CLS Holdings (LSE:CLI), a prominent UK property investment firm, demonstrated strong leasing activity and stable rental growth in the first three quarters of 2024, despite a challenging commercial real estate market. The company’s successful leasing activity and sustainability achievements underline its resilience and commitment to sustainable growth.
Leasing Highlights and Financial Gains
From January to September 2024, CLS secured 81 leasing deals, yielding an annual rent of £10.1 million, an increase of 5.5% above estimated rental values (ERV). Although total deals were slightly fewer compared to the same period in 2023, they nonetheless show robust demand, particularly for high-quality office spaces. CLS's Q3 leasing performance alone saw 23 new deals, bringing in £3.7 million—over 50% more than Q3 2023 and at 4.8% above ERV. The company’s most notable Q3 transactions included a 10-year lease with Médecins Sans Frontières in London and a major 10-year renewal with HPH Institute in Hamburg.

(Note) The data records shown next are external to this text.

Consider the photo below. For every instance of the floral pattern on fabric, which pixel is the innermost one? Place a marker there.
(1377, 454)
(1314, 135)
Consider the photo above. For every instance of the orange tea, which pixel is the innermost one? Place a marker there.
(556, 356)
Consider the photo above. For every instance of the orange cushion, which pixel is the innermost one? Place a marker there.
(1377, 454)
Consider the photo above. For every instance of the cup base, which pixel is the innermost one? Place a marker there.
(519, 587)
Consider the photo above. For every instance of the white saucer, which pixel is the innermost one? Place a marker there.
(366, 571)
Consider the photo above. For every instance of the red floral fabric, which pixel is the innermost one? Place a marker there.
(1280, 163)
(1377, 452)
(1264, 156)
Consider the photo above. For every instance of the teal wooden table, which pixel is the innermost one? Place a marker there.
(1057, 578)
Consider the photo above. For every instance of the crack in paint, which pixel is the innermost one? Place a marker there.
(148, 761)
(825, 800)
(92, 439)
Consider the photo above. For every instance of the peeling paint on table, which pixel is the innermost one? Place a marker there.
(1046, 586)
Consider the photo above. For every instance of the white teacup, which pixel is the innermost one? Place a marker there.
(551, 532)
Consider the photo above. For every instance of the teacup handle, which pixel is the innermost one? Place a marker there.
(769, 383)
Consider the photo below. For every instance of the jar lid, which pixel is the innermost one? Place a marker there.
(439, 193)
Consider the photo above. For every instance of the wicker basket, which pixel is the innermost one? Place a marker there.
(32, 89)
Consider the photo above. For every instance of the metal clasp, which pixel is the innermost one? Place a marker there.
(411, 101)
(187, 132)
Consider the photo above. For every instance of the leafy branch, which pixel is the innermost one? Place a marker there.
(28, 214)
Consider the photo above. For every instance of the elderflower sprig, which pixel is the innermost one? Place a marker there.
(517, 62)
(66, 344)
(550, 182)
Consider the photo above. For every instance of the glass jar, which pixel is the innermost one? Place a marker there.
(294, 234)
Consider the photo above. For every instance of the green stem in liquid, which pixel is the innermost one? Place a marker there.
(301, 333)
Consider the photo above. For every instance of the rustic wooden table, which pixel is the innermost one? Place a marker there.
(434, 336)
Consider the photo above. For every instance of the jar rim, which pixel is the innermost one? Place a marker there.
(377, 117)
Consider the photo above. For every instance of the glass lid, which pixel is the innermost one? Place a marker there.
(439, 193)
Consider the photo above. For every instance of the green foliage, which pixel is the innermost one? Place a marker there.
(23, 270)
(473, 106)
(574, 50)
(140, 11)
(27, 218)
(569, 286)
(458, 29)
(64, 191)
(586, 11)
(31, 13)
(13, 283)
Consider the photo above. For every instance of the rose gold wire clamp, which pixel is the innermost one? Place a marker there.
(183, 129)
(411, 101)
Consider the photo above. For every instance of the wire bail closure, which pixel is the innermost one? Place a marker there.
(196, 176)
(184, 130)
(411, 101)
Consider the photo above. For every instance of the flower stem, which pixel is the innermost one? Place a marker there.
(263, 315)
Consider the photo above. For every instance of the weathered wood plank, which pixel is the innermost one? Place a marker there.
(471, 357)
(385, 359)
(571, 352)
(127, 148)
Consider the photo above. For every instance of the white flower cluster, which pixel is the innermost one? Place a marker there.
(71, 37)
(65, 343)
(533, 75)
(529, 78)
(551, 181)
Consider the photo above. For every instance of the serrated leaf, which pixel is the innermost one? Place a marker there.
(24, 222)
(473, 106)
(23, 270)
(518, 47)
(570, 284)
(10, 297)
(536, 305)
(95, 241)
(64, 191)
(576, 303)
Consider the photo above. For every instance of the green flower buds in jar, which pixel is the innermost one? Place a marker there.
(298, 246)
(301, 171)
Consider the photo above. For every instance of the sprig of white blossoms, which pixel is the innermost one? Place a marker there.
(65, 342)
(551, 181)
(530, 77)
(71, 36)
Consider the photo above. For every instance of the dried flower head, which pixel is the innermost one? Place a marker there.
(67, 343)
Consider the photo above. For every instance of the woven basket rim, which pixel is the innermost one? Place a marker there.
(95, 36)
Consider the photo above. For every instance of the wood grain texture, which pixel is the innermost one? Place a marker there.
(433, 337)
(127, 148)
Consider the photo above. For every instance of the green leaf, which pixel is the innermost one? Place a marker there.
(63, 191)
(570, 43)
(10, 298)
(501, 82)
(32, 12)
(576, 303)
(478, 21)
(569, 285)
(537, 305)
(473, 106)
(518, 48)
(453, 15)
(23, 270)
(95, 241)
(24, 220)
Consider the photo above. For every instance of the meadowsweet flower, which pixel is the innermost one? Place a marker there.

Occupancy and Vacancy Rates
CLS maintained high occupancy levels in its student and hotel accommodations, with student accommodations in Vauxhall fully let for the current academic year and the hotel recording record revenues. Although the overall vacancy rate rose slightly to 13.3% due to new refurbishments, underlying vacancy decreased from 10.8% to 10.5%. A substantial portion of this vacancy is within energy-efficient properties rated EPC A or B, which positions CLS well to reduce vacancies further in the short to medium term.
Financial Resilience and Debt Management
The Group’s financial position remains strong, with £62 million in cash and an additional £50 million in undrawn credit facilities as of September 30, 2024. Refinancing has been proactive, with 12 loans set to mature in 2025 already largely addressed through early refinancing and restructuring efforts. As a result, the average cost of debt has decreased to 3.75%, with 84% of the debt portfolio now fixed or capped. By mid-November, CLS had collected 96% of Q4 rents, maintaining a solid rent collection rate in line with 2023 figures.
Sustainability Efforts and Awards
CLS made continued strides in sustainability throughout 2024, expecting a 3% reduction in energy use and scope 1 and 2 GHG emissions by year-end. The completion of EV charging and solar PV installations across the UK portfolio supports its Net Zero Carbon Pathway, along with extensive planning for eliminating fossil fuel reliance. CLS’s commitment to sustainability earned the company Gold certification from the EPRA and maintained its GRESB 4-star rating.
Development and Future Projects
In the third quarter, CLS progressed on several development fronts, including refurbishing The Brix in Essen and advancing preconditions at Bismarckstrasse and Debussy. The company continues to work with local councils and authorities, such as Lambeth Council and the GLA, to finalize plans for the anticipated Spring 2025 development at Citadel Place, with adjustments underway to optimize building heights and massing.